In June 2010, Gerardo Salvati fell to his death while inspecting the brick facade at the Lovejoy Wharf building in Boston, after a “sizeable chunk of brickwork came loose and suddenly fell from the building.” In 2011, Salvati’s wife sued the building’s owners for wrongful death, alleging that “the building had been in a state of disrepair for years, and the owners of the property were aware that the building’s loose and decaying brickwork was in need of repair.”

The defendants had two insurance policies: a primary policy through Western World Insurance Company (“Western World”) in the amount of $1 million and an excess policy through the American Insurance Company (“AIC”) in the amount of $9 million (the “Excess Policy”). The defendants informed both insurance companies of Salvati’s claims. AIC informed defendants that it would not defend or indemnify them for damages from Salvati’s suit.

Salvati and the defendants reached a settlement agreement for $6 million in 2014. The Settlement Agreement had three key components:  (1) it “provided for the total payment of $6,000,000 to Salvati;” (2) in exchange for tendering the full $1 million of the Western World primary insurance policy, the Agreement released both Western World and the defendants from any further liability; and (3) the Agreement assigned all rights previously held by the defendants against AIC to Salvati, allowing her to seek recovery of the remaining $5 million from the Excess Policy. Importantly, the Agreement also stipulated that the settlement was not contingent on the ultimate availability of the excess coverage, and that the defendants did not represent that excess coverage was necessarily available. Also, the defendants expressly disclaimed wrongdoing in the Agreement. Upon settlement, Salvati’s case against defendants was dismissed with prejudice.

In 2015, Salvati, as assignee, sued AIC for the remaining $ 5 million, claiming breach of contract. The AIC policy provided that AIC would “pay on behalf of any Insured those sums in excess of the Primary Insurance that any Insured becomes legally obligated to pay as damages.” AIC defended, first arguing that the settlement did not trigger coverage because only a judgment can “legally obligate[ ]” a party to pay “damages.” While the trial court agreed with this reasoning, the First Circuit disagreed. Applying Massachusetts contract law, the First Circuit held that the term “damages” did not require a judgment, and also that the remaining provisions of the policy (including its definition of “suit” and use of the term “settlement”) supported the reading that a settlement may constitute a “legal obligation to pay” under the policy.

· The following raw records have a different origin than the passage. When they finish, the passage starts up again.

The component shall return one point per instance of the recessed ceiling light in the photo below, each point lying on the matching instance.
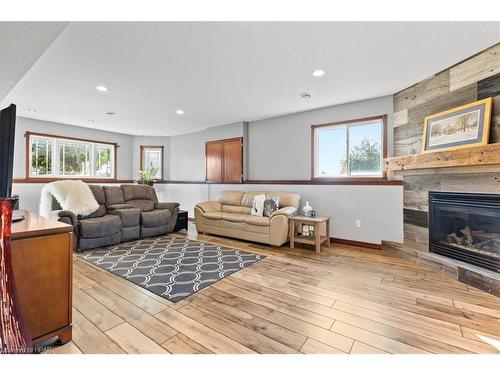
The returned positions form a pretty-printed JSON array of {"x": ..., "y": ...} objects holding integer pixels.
[{"x": 318, "y": 73}]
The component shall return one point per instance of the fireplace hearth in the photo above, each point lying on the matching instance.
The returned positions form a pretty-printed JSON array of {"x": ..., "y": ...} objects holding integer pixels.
[{"x": 466, "y": 226}]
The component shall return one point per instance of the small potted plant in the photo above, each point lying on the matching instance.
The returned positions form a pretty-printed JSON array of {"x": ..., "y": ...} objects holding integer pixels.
[{"x": 145, "y": 177}]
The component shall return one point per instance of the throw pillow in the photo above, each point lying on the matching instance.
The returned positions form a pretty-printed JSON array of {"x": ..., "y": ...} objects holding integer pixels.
[
  {"x": 270, "y": 205},
  {"x": 258, "y": 205}
]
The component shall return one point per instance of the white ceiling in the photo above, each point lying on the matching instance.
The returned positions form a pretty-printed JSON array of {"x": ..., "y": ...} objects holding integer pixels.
[
  {"x": 21, "y": 44},
  {"x": 224, "y": 72}
]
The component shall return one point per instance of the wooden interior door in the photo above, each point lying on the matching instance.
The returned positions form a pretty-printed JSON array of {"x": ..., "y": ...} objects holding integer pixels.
[
  {"x": 233, "y": 161},
  {"x": 213, "y": 161}
]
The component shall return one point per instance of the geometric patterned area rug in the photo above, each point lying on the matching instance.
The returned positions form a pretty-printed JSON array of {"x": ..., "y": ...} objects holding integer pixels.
[{"x": 169, "y": 266}]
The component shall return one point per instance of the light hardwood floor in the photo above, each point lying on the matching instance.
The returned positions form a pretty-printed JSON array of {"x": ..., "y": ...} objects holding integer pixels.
[{"x": 344, "y": 300}]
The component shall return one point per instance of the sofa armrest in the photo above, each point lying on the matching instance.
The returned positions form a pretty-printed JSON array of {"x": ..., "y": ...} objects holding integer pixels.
[
  {"x": 70, "y": 218},
  {"x": 210, "y": 206},
  {"x": 166, "y": 205},
  {"x": 286, "y": 211}
]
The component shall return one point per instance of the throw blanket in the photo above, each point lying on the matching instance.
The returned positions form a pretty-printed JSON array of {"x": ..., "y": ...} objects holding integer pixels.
[{"x": 72, "y": 195}]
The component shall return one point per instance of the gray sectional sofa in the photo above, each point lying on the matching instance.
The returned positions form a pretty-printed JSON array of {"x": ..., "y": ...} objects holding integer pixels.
[{"x": 125, "y": 213}]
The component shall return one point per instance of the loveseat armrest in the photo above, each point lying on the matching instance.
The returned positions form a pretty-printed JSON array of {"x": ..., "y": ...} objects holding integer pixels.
[
  {"x": 166, "y": 205},
  {"x": 70, "y": 218},
  {"x": 286, "y": 211},
  {"x": 210, "y": 206},
  {"x": 120, "y": 206}
]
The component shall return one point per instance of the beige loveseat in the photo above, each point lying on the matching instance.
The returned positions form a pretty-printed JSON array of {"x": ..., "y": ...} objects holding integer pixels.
[{"x": 230, "y": 216}]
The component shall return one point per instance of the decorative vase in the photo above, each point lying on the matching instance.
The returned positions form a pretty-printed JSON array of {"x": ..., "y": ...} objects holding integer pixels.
[
  {"x": 307, "y": 209},
  {"x": 14, "y": 335}
]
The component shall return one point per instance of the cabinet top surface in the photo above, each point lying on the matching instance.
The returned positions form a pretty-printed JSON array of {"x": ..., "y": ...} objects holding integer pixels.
[{"x": 36, "y": 225}]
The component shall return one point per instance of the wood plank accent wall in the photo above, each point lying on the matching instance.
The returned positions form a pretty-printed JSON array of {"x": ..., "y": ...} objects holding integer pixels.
[{"x": 475, "y": 78}]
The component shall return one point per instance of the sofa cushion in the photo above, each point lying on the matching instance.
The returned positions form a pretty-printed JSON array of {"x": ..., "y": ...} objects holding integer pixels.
[
  {"x": 98, "y": 192},
  {"x": 100, "y": 226},
  {"x": 145, "y": 192},
  {"x": 285, "y": 199},
  {"x": 114, "y": 195},
  {"x": 230, "y": 197},
  {"x": 99, "y": 196},
  {"x": 230, "y": 216},
  {"x": 142, "y": 204},
  {"x": 213, "y": 215},
  {"x": 236, "y": 209},
  {"x": 155, "y": 218},
  {"x": 257, "y": 220}
]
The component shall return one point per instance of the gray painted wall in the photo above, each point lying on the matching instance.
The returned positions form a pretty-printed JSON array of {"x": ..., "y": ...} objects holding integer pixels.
[
  {"x": 277, "y": 148},
  {"x": 187, "y": 151},
  {"x": 124, "y": 152}
]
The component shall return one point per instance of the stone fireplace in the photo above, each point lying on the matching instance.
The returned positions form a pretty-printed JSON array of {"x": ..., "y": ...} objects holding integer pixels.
[{"x": 466, "y": 227}]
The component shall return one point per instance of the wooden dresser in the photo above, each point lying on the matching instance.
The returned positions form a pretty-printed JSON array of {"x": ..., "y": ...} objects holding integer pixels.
[{"x": 42, "y": 262}]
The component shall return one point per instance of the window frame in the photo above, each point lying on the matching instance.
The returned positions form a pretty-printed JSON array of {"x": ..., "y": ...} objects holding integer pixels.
[
  {"x": 348, "y": 123},
  {"x": 141, "y": 164},
  {"x": 56, "y": 155}
]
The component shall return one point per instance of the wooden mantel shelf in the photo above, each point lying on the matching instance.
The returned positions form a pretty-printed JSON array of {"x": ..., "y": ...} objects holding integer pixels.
[{"x": 478, "y": 155}]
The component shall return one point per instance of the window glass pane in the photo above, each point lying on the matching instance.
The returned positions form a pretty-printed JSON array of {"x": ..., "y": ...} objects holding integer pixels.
[
  {"x": 41, "y": 156},
  {"x": 103, "y": 161},
  {"x": 74, "y": 158},
  {"x": 365, "y": 145},
  {"x": 152, "y": 160},
  {"x": 331, "y": 158}
]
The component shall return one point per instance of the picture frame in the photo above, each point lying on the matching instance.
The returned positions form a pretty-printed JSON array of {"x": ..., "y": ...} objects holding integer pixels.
[{"x": 460, "y": 127}]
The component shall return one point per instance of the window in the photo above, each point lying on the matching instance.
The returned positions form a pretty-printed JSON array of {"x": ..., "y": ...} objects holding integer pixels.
[
  {"x": 57, "y": 157},
  {"x": 351, "y": 149},
  {"x": 152, "y": 160}
]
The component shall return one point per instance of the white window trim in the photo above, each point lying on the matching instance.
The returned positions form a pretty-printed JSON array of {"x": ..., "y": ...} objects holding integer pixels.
[
  {"x": 55, "y": 157},
  {"x": 347, "y": 125}
]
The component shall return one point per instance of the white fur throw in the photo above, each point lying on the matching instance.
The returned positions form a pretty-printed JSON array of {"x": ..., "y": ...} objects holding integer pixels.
[{"x": 72, "y": 195}]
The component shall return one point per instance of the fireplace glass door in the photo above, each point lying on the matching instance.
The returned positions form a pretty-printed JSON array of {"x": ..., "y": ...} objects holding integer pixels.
[{"x": 466, "y": 227}]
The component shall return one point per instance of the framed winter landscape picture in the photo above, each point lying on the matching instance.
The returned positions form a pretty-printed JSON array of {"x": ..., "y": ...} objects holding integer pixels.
[{"x": 464, "y": 126}]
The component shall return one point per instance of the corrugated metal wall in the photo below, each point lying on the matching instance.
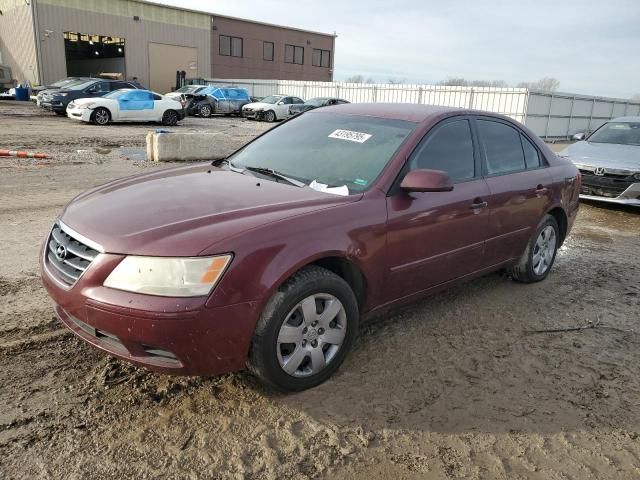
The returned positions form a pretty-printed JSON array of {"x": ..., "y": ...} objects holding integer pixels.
[
  {"x": 115, "y": 17},
  {"x": 17, "y": 40},
  {"x": 550, "y": 115}
]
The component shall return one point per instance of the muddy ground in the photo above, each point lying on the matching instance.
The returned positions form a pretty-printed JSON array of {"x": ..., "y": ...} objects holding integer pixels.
[{"x": 455, "y": 386}]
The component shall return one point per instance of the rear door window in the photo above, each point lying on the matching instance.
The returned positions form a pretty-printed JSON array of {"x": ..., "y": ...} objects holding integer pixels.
[
  {"x": 531, "y": 155},
  {"x": 450, "y": 149},
  {"x": 502, "y": 147}
]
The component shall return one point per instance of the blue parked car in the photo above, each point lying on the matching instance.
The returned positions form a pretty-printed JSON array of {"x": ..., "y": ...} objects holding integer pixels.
[{"x": 216, "y": 100}]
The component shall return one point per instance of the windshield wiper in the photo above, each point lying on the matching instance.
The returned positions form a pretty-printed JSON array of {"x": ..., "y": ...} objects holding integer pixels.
[{"x": 275, "y": 174}]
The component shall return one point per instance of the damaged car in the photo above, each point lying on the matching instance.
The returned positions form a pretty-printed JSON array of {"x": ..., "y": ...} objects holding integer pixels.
[
  {"x": 609, "y": 161},
  {"x": 271, "y": 108},
  {"x": 269, "y": 259},
  {"x": 315, "y": 103},
  {"x": 216, "y": 100},
  {"x": 127, "y": 106}
]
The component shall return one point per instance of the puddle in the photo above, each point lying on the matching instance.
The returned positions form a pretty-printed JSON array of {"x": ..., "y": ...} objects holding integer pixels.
[{"x": 137, "y": 154}]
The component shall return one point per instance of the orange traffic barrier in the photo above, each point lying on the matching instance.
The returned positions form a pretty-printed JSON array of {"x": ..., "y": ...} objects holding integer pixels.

AIC also argued that even if a settlement could trigger coverage, the settlement at issue did not because it did not actually obligate the insureds to pay anything other than the $1 million Western World policy. The First Circuit agreed with AIC on this point, and held that Salvati had failed to explain how the terms of the settlement at issue actually obligated the insureds to pay any additional sum. However, the First Circuit went out of its way to state that a settlement agreement in this case could have been structured in a way to trigger excess coverage under the AIC policy, noting that the Massachusetts Supreme Court has approved the practice of reducing a settlement to a judgment, along with a separate agreement releasing the insured from liability. The First Circuit noted that “[t]he difference between this approach and the Settlement Agreement may seem technical, but it is significant.”

The Salvati case serves as a reminder of the issues that can arise between primary and excess insurance and the significant impact that an imprecisely worded settlement agreement can have on the availability of insurance for the settlement. Experienced coverage counsel can help navigate these wording issues and help ensure that primary and excess policies work together to achieve their intended purpose.